Bernardino congelou ao ver duas crianças brancas vestidas como cavalheiros.

"Quem são vocês?" perguntou Bernardino.

Bernardino não respondeu. Ele havia sido ensinado a não ser visto. "Vocês moram aqui?" insistiu Bernardino, notando a semelhança familiar em seus olhos.

Bernardino apenas balançou a cabeça nervosamente. "A mãe de Benedita virá me visitar."

O nome o atingiu como um raio em céu azul. Os gêmeos voltaram para casa em silêncio. Por que Benedita, uma criada, estaria cuidando de uma criança escondida que se parecia tanto com eles?

Naquela noite, Benedito decidiu investigar. Seguiu Benedita até a casa de campo. Escondeu-se e a ouviu dizer algo que lhe causou arrepios: "Filho, você logo entenderá por que precisa se esconder, mas você é tão importante quanto qualquer outra pessoa nesta casa grande."

As peças do quebra-cabeça se encaixaram: o menino tinha a mesma idade, a história do irmão morto, a semelhança física. A suspeita se transformou em uma terrível dúvida.

Em uma tarde de dezembro, os gêmeos confrontaram a mãe. "Mãe", começou Benedito, "você mentiu para nós sobre seu irmão morto."

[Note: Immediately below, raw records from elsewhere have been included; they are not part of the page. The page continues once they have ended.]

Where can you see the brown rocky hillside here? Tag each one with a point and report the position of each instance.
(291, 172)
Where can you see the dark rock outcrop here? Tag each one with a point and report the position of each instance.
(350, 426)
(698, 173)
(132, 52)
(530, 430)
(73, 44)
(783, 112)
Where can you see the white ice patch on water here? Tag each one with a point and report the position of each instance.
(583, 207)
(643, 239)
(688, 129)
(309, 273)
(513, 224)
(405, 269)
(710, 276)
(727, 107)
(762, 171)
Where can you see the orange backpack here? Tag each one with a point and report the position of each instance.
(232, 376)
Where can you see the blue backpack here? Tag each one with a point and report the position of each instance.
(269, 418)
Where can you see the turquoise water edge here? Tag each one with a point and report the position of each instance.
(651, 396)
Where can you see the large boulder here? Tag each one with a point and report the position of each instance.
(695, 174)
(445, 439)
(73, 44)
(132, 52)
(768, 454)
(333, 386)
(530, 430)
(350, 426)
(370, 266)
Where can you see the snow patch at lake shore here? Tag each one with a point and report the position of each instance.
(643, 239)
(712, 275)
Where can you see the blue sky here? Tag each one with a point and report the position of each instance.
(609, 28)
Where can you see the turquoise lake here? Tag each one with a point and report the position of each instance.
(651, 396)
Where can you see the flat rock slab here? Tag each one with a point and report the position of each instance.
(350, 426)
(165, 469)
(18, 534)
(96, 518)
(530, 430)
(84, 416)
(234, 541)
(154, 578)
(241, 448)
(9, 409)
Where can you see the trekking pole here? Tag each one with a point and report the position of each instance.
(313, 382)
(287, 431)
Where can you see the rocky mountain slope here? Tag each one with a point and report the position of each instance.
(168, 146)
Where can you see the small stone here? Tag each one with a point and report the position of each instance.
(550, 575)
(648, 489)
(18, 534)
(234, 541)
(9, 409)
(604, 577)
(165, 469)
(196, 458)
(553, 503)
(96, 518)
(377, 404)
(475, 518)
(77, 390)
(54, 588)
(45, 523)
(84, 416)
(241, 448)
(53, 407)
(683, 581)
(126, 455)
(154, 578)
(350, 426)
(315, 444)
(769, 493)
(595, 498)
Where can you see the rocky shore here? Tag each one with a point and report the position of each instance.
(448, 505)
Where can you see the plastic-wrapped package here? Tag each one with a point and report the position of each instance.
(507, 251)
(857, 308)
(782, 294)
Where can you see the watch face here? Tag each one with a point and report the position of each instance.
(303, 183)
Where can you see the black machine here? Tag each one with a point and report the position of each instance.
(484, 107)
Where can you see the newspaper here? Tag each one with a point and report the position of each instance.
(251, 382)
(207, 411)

Amélia deixou cair a xícara. Empalideceu.

"Nós sabemos, mãe", disse Bernardino. “Nós o vimos. A criança está escondida ali. Benedita está cuidando dele. Ele é nosso irmão, não é?”

O silêncio era ensurdecedor. Amelia irrompeu em lágrimas, seu corpo tremendo com os soluços. “Sim”, sussurrou ela, derrotada. “Sim, ele é seu irmão. Ele nasceu na mesma época que você, mas era diferente… pele mais escura. Eu estava com medo. Eu estava com medo do seu pai… Eu disse a Benedita para fazê-lo desaparecer.”

“Você mandou matar nosso irmão?”, perguntou Benedito, aterrorizado.

Naquela mesma noite, Benedito irrompeu no escritório do pai, furioso. “Pai, você tem outro filho. Ele não está morto.” Ele ainda está vivo, escondido. Sua mãe ordenou que Benedita o fizesse desaparecer porque ele nasceu com a pele escura.

O Coronel Tertullian virou uma mesa. Seu rugido ecoou pela fazenda: “BENEDITA!”

Arrastaram-na para o pátio e a jogaram a seus pés. Ele segurava um chicote na mão. — Você escondeu meu filho? — rugiu ele.

Beneditina ajoelhou-se, ergueu o rosto e fechou os olhos. — Eu o escondi. Sim, senhor. A senhora ordenou que eu o matasse. Não tive coragem. Preferiria que ele crescesse faminto e com frio nas montanhas a que morresse.

A honestidade desarmou Tertuliano. Ele largou o chicote. — Onde ele está?